- Owns a stake through offshore entities in Navigator Holdings, a shipping firm that receives millions of dollars from a company owned by Vladimir Putin’s close allies.
- Relationship poses potential conflicts of interest for Ross, who plays a major role in U.S. economic relationships with other countries, including Russia.
- Ross’ continuing Navigator investment was so indirectly disclosed that Senators who voted on his confirmation didn’t know about it.
U.S. Commerce Secretary Wilbur L. Ross Jr. has a stake in a shipping firm that receives millions of dollars a year in revenue from a company whose key owners include Russian President Vladimir Putin’s son-in-law and a Russian tycoon sanctioned by the U.S. Treasury Department as a member of Putin’s inner circle.

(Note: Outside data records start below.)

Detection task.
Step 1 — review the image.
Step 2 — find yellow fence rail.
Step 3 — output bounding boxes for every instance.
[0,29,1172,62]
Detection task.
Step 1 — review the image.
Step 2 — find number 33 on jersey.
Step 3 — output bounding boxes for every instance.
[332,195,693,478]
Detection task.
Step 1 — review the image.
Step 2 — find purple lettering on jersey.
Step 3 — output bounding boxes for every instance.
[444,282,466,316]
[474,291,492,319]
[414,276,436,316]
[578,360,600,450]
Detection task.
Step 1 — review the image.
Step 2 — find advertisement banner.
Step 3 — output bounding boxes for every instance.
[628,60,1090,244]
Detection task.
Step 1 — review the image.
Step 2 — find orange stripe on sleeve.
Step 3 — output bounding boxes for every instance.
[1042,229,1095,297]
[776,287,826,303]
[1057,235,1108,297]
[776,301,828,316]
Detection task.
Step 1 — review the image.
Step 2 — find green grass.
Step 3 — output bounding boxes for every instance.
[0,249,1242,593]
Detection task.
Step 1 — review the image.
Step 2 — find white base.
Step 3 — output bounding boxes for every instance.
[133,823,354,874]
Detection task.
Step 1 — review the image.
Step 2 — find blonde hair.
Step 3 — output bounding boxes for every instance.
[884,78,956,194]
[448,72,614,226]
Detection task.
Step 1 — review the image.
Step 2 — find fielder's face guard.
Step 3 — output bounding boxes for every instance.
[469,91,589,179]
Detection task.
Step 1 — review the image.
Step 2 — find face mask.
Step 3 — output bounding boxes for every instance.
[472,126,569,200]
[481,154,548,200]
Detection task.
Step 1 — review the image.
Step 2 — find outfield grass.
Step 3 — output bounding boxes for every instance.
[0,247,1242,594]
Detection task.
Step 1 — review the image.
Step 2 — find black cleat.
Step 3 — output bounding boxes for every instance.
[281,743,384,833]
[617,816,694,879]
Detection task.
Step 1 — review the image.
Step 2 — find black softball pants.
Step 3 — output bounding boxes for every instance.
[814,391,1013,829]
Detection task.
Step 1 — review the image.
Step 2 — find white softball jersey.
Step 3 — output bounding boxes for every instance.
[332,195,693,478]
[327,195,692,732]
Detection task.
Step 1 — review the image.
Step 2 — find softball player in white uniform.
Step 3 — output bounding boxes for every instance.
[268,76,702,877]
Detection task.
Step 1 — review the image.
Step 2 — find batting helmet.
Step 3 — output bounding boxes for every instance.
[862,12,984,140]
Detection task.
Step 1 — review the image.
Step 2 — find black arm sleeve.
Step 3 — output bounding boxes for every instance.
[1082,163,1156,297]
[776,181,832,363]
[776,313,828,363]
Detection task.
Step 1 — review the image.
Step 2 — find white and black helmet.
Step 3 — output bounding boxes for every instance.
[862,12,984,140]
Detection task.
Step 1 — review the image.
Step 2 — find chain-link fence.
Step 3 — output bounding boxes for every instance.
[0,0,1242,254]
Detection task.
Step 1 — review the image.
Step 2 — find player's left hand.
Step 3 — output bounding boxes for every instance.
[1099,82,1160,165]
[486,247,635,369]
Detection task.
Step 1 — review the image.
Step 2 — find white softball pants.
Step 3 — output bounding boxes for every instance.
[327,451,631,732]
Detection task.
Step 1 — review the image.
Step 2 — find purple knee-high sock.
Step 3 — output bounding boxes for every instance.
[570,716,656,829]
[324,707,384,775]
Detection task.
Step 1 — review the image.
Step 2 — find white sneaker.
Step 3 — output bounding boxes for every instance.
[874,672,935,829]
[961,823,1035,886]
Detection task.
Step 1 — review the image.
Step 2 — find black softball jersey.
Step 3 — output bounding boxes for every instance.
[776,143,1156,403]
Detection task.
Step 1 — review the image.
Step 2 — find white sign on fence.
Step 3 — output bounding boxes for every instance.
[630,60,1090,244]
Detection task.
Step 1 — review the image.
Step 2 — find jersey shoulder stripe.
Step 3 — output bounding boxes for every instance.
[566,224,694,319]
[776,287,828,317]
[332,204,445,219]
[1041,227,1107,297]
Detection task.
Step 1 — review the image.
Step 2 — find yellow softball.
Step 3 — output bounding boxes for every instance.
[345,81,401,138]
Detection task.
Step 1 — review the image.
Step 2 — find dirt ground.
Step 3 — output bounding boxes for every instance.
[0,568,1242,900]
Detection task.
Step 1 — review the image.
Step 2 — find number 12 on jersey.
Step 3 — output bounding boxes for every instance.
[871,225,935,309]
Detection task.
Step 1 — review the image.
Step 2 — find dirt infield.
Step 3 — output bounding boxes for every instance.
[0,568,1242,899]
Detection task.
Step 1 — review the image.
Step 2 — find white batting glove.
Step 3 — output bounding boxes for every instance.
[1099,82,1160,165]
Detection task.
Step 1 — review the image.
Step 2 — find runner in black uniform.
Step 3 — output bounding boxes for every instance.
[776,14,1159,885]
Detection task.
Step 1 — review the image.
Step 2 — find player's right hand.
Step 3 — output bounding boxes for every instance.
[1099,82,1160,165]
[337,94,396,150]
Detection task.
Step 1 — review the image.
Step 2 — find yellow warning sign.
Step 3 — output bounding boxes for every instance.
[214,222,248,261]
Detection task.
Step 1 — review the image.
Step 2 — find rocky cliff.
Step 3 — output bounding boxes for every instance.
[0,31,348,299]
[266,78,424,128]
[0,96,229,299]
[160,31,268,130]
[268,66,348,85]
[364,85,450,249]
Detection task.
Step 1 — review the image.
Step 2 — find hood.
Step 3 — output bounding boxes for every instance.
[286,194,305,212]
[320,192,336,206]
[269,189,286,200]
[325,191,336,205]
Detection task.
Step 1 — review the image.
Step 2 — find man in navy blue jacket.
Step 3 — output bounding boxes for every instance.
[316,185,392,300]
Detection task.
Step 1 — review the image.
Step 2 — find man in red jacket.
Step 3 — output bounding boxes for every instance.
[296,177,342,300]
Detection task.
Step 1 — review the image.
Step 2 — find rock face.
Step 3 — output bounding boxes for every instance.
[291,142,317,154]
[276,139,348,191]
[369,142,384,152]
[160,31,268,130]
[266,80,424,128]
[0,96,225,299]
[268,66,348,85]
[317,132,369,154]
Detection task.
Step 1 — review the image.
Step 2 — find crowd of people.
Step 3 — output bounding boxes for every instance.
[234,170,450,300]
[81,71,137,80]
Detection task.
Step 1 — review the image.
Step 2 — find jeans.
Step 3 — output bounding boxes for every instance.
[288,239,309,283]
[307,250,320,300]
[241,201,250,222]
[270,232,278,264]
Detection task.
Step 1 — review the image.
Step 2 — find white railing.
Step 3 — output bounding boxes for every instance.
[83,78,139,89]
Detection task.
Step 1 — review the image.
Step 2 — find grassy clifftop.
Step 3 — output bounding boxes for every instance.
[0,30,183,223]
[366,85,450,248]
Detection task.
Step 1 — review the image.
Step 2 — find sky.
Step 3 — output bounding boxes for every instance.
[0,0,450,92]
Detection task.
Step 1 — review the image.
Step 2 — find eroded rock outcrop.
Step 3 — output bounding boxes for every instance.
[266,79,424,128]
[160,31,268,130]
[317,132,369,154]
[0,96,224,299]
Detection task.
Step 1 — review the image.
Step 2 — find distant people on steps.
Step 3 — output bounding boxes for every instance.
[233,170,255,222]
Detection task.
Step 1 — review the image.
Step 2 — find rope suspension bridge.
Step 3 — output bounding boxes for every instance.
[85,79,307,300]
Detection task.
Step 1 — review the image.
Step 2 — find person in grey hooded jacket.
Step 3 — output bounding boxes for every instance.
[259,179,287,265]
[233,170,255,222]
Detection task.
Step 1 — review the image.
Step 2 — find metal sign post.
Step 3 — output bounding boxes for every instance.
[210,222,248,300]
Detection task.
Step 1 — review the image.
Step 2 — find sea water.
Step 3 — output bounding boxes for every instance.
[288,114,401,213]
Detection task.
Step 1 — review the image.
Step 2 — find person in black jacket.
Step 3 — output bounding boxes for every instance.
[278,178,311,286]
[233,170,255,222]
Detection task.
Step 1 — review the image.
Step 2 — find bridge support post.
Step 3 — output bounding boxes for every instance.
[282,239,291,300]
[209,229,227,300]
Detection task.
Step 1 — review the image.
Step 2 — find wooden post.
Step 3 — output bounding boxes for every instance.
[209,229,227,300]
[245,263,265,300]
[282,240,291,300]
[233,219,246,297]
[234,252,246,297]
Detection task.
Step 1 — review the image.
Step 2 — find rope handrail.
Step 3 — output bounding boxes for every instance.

Ross, a billionaire private equity investor, divested most of his business assets before joining President Donald Trump’s Cabinet in February, but he kept a stake in the shipping firm, Navigator Holdings Ltd., which is incorporated in the Marshall Islands in the South Pacific. Offshore entities in which Ross and other investors hold a financial stake controlled 31.5 percent of the company in 2016, according to Navigator’s latest annual report.
Among Navigator’s largest customers, contributing more than $68 million in revenue since 2014, is the Moscow-based gas and petrochemicals company Sibur. Two of its key owners are Kirill Shamalov, who is married to Putin’s youngest daughter, and Gennady Timchenko, the sanctioned oligarch whose activities in the energy sector, the Treasury Department said, were “directly linked to Putin.”
Another powerful owner is Sibur’s largest shareholder, Leonid Mikhelson, who controls an energy company that was also sanctioned by the Treasury Department for propping up Putin’s rule.
As commerce secretary, Ross has direct authority over trade and manufacturing policy and is an influential voice in the government on virtually any aspect of the U.S. economic relationship with other countries, including Russia. In recent years, tensions between the United States and Russia have escalated, with the United States imposing sanctions against Russia after its 2014 invasion of Crimea and its interference in the 2016 presidential election.